Site icon Prokalteng

Empat Alasan Utama Mengapa Mungkin Merasa Takut Memulai Hubungan Baru

Ilustrasi patah hati membuat tak ingin kembali berhubungan. (Pexels)

Dalam memulai sebuah hubungan, wajar jika kita merasa cemas dan gugup. Ketakutan akan terluka, baik itu menyakiti atau disakiti, sering kali menjadi penghalang yang besar bagi kita untuk membuka hati.

Hubungan baru penuh dengan ketidakpastian, yang bisa membuat kita ragu dan cemas. Meskipun banyak orang ingin berkencan, terkadang rasa takut yang tak terjelaskan menghentikan langkah mereka.Dilansir dari kanal YouTube Psych2Go, berikut adalah empat alasan utama mengapa kita mungkin merasa takut untuk memulai hubungan baru.
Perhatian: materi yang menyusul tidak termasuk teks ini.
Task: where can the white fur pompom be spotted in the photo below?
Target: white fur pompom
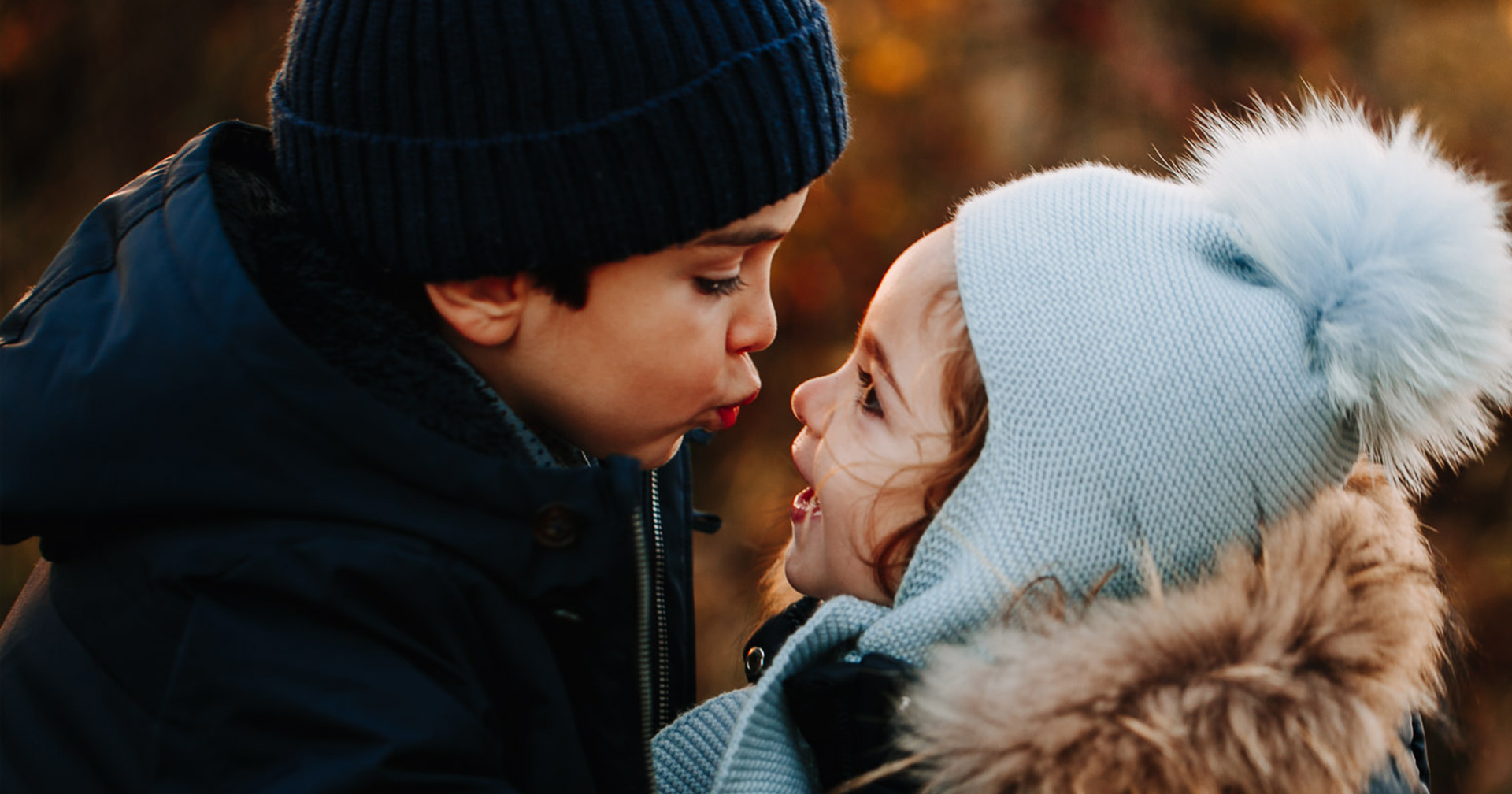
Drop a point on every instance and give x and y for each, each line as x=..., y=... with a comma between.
x=1400, y=258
  1. Terbayang Masa Lalu dan Takut Mengulang Kesalahan yang Sama

Salah satu hambatan terbesar dalam memulai hubungan baru adalah bayangan dari pengalaman masa lalu yang mungkin menyakitkan. Ketika pernah disakiti, kita sering kali berpikir bahwa kejadian serupa akan terulang.

Ini disebut hindsight bias atau efek “tahu dari awal”, yang membuat kita melihat peristiwa masa lalu sebagai hal yang lebih dapat diprediksi daripada kenyataannya. Misalnya, kita merasa semuanya berjalan baik saat dalam hubungan, tetapi setelah berakhir, kita merasa seolah tanda-tanda buruk sudah terlihat sejak awal.
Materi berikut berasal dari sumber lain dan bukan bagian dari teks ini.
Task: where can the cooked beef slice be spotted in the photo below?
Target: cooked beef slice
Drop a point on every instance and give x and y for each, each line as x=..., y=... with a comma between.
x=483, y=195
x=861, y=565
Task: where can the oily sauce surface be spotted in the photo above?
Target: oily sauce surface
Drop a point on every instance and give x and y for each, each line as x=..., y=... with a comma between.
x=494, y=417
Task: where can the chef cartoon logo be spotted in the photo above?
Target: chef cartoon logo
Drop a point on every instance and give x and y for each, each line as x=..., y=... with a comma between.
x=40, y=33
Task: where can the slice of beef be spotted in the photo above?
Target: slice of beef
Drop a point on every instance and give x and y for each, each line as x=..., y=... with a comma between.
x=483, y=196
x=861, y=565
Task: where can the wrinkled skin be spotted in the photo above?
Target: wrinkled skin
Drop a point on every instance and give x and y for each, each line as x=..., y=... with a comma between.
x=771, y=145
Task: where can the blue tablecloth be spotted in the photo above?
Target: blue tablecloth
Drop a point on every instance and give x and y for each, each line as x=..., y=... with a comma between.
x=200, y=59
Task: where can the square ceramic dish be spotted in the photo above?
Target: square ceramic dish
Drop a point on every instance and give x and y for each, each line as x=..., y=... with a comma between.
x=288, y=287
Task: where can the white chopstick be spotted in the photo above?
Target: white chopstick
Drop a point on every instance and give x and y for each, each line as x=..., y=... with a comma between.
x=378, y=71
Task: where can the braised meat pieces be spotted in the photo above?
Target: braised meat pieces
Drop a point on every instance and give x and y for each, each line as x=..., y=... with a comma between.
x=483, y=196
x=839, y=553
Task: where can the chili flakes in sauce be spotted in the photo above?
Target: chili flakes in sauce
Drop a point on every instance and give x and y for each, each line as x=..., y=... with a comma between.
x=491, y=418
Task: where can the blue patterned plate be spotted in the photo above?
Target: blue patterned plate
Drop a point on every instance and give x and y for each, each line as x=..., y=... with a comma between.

Bias ini membuat kita cenderung mengingat hubungan sebelumnya dengan cara yang terdistorsi, baik lebih buruk atau lebih baik dari kenyataannya. Jika hanya ingatan buruk yang kita ingat, wajar jika kita enggan memulai hubungan baru.
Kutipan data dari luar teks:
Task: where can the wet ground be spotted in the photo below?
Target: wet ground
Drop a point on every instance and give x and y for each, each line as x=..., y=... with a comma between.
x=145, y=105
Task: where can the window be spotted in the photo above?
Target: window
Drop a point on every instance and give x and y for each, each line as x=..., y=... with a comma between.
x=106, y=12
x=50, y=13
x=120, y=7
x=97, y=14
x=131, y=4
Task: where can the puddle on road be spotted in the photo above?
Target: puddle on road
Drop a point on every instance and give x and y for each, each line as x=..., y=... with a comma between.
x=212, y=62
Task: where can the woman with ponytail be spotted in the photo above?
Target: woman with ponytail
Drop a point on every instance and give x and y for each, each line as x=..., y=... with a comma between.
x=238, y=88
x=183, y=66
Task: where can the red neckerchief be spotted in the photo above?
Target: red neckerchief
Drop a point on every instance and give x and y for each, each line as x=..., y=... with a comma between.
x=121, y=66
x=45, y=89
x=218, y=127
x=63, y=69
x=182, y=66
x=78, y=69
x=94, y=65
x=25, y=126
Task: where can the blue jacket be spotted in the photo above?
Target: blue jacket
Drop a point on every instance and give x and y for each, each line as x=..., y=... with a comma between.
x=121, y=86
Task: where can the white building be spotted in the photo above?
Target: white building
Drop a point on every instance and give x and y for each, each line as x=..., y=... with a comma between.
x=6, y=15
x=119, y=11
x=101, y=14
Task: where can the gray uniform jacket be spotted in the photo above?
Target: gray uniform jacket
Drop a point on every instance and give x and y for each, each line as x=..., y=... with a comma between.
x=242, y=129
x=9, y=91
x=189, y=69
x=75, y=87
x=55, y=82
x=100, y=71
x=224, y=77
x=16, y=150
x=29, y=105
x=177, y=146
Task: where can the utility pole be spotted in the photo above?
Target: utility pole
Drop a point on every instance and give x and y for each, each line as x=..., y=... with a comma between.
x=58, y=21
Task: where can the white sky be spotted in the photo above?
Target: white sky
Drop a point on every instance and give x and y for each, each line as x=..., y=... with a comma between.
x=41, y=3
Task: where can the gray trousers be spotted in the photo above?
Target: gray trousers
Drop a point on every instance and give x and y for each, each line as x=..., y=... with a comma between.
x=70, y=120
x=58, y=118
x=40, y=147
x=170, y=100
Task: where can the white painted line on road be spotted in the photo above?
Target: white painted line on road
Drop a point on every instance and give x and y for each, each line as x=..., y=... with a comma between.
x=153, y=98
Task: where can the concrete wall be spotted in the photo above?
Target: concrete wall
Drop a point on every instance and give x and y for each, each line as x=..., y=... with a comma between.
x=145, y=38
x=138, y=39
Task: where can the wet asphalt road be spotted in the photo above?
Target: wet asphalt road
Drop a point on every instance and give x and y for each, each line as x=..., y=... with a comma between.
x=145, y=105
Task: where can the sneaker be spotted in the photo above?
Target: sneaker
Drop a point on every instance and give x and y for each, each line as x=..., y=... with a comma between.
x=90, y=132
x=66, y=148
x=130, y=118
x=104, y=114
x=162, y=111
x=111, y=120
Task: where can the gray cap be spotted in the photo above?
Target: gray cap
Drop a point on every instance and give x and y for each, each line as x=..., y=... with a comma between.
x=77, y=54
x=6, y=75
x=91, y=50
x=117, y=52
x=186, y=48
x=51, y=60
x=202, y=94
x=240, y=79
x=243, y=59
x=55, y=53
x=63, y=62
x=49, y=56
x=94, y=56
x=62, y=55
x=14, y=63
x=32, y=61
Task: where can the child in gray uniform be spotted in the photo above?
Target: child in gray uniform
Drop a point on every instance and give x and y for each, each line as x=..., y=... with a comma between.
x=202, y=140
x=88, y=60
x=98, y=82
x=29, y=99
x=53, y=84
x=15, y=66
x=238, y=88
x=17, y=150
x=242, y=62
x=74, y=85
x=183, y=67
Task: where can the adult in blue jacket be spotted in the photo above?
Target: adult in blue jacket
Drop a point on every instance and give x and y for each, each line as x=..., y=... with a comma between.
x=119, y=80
  1. Tidak Nyaman dengan Kelemahan Sehingga Takut Terbuka dan Lemah di Depan Orang Lain

Cinta dan hubungan menuntut kita untuk terbuka dan rentan, yang seringkali menimbulkan rasa takut akan penolakan. Banyak orang merasa cemas jika harus menunjukkan sisi paling rentan mereka di depan orang lain.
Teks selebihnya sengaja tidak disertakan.